Not that Iran is seen as a friend by Turkey. On the contrary, even though Turkish officials would proudly say that the two countries have not gone to war since 1639, the two have never considered each other as best pals.
Even though the two regimes were ideologically opposed to each other - with one being staunchly secular while the other being an Islamic Republic, Turkey has always opted for engagement with Iran. On the bilateral level, for instance, it took decades of convincing a skeptical Iran to finally accept building a natural gas pipeline between the two countries, which started to operate in 2001.
At the international level, Ankara has also favored engagement by negotiations rather than confrontation by sanctions even though the prospect of a nuclear armed Iran would have posed an existential threat to Turkey. American diplomats would have trouble understanding why Turkey would oppose sanctions to force Iran to stop its nuclear activities.

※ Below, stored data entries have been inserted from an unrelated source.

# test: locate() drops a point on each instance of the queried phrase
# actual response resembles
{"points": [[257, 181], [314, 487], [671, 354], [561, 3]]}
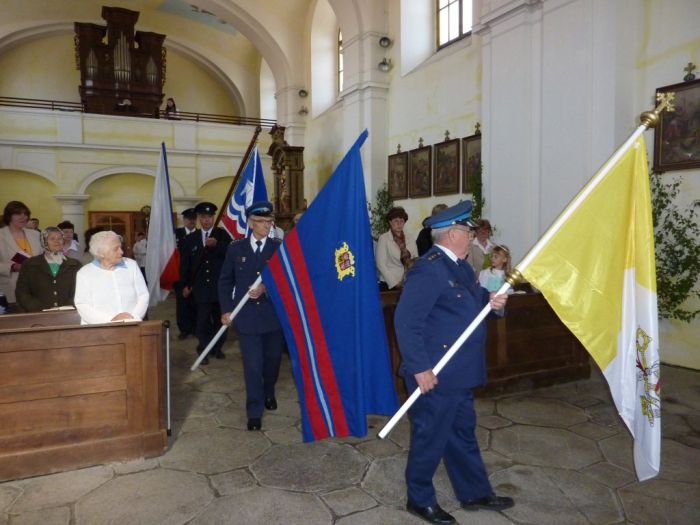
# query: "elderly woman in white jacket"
{"points": [[110, 288]]}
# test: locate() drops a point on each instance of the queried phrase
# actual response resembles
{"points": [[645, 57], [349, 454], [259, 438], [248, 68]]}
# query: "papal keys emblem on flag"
{"points": [[344, 262]]}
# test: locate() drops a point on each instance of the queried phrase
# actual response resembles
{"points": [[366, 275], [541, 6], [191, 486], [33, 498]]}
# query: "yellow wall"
{"points": [[43, 69], [216, 190], [35, 192], [194, 89], [122, 192]]}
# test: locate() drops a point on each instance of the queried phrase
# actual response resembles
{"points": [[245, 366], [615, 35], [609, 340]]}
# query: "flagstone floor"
{"points": [[561, 452]]}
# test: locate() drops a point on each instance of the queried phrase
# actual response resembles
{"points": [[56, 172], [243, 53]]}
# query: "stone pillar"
{"points": [[365, 105], [73, 210]]}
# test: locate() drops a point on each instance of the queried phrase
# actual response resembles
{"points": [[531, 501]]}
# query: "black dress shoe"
{"points": [[491, 502], [432, 514]]}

First of all, sanctions meant economic loss for Turkey, and second, Ankara was convinced that sanctions would never stop Iran and that on the contrary, confrontation would consolidate the hands of the mullahs making a transition towards a moderate democratic regime in Iran nearly impossible.
This essential line, which took shape before the Justice and Development Party (AKP) came to power, constituted the backbone of Turkey’s policy towards Iran and continues to remain so to this day.

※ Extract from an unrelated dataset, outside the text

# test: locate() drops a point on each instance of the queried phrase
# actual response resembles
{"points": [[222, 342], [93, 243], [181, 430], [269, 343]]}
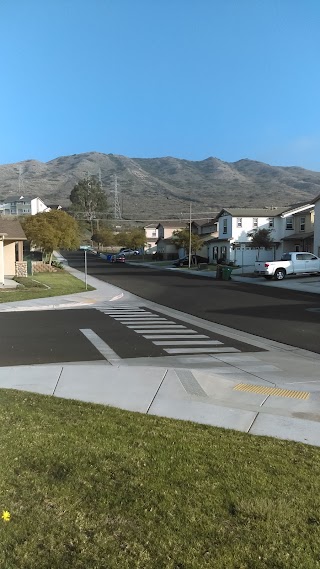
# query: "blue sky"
{"points": [[144, 78]]}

With the AKP, Iran’s religious fanaticism stopped being an irritant. Turkey’s new rulers stepped up efforts for further engagement with Iran, negotiating a nuclear deal which collapsed in 2010, leading to additional U.N. sanctions.

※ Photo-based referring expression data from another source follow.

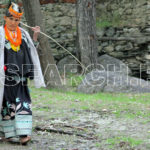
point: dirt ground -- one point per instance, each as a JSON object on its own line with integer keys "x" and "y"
{"x": 84, "y": 130}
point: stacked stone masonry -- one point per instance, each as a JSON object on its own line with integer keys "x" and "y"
{"x": 127, "y": 38}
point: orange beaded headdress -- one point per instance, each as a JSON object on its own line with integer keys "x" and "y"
{"x": 14, "y": 10}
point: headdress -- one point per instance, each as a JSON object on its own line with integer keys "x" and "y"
{"x": 14, "y": 10}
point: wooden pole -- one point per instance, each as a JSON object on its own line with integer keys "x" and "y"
{"x": 42, "y": 2}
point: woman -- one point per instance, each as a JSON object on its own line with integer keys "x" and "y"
{"x": 19, "y": 61}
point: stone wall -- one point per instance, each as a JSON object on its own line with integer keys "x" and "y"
{"x": 117, "y": 18}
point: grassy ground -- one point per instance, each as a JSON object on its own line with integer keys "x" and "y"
{"x": 126, "y": 109}
{"x": 113, "y": 121}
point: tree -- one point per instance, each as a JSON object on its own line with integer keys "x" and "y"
{"x": 86, "y": 32}
{"x": 34, "y": 17}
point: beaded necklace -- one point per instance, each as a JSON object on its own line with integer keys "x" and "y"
{"x": 14, "y": 38}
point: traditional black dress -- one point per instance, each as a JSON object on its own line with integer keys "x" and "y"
{"x": 16, "y": 109}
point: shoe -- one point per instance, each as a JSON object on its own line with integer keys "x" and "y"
{"x": 25, "y": 140}
{"x": 3, "y": 139}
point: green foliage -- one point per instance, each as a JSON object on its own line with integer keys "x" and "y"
{"x": 74, "y": 80}
{"x": 127, "y": 140}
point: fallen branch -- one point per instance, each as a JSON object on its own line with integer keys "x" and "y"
{"x": 64, "y": 132}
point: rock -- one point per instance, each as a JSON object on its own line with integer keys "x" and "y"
{"x": 110, "y": 32}
{"x": 67, "y": 64}
{"x": 108, "y": 81}
{"x": 109, "y": 63}
{"x": 109, "y": 48}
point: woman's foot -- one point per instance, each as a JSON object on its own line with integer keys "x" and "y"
{"x": 5, "y": 139}
{"x": 25, "y": 140}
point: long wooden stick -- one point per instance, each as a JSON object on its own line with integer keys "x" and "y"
{"x": 42, "y": 2}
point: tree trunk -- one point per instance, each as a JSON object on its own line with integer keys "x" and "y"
{"x": 34, "y": 18}
{"x": 86, "y": 33}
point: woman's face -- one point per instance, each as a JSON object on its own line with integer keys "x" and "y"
{"x": 12, "y": 22}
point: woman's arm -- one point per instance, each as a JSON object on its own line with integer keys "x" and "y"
{"x": 36, "y": 30}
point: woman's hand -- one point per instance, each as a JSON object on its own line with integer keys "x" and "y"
{"x": 36, "y": 31}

Turkey, which was a non-permanent member of the U.N. Security Council at that time became the only Western country to say no to the sanction decision, in a move that was seen as an early sign of the AKP government drifting away from the Western alliance.
But this decision did not necessarily lead to better relations between Ankara and Teheran as 2010 coincided with Arab uprisings. While the religious character was no longer an irritant, the Iranian regime’s sectarian character started to become one, when Turkey ended its decades-long policy of remaining neutral in the Middle East’s sectarian wars during the Arab spring.
In the second half of the 2010s, Iran started to gain ground against the United States in Iraq especially thanks to its victories against ISIL. While Iranian gains in Iraq did not make Turkey particularly happy, it was its involvement in Syria that has been costly for Turkey.
If it were not for Russian and Iranian active support in the field, Turkish-supported Sunni opposition could have defeated the Shiite dominated al Assad regime.
That’s why Turkey decided to sit down with Russia and Iran in a diplomatic framework called the Astana process to end the war in Syria.
When it comes to the United States, Turkey’s relations took a strong hit due to the sanctions-busting case.
A high-level executive of state-owned Halk Bank served prison time on accusations by the U.S. that he circumvented sanctions on Iran. Halkbank continues to face potential U.S. fines at a time when relations with Washington are already tense due to Turkey’s decision to purchase anti-ballistic missiles from Russia.
This is the latest in the complex web of relationships within the Turkey – U.S. – Iran triangle.
It is too early to predict the consequences of the U.S. killing of one of Iran’s strongest men Qasem Soleimani.
At this stage, we need to carefully observe the economic consequences. The prospect of increasing instability, together with a rise in oil prices, will bring additional burdens to the country’s ailing economy, which remains a top priority for millions of Turks who have heard Soleimani’s name for the first time.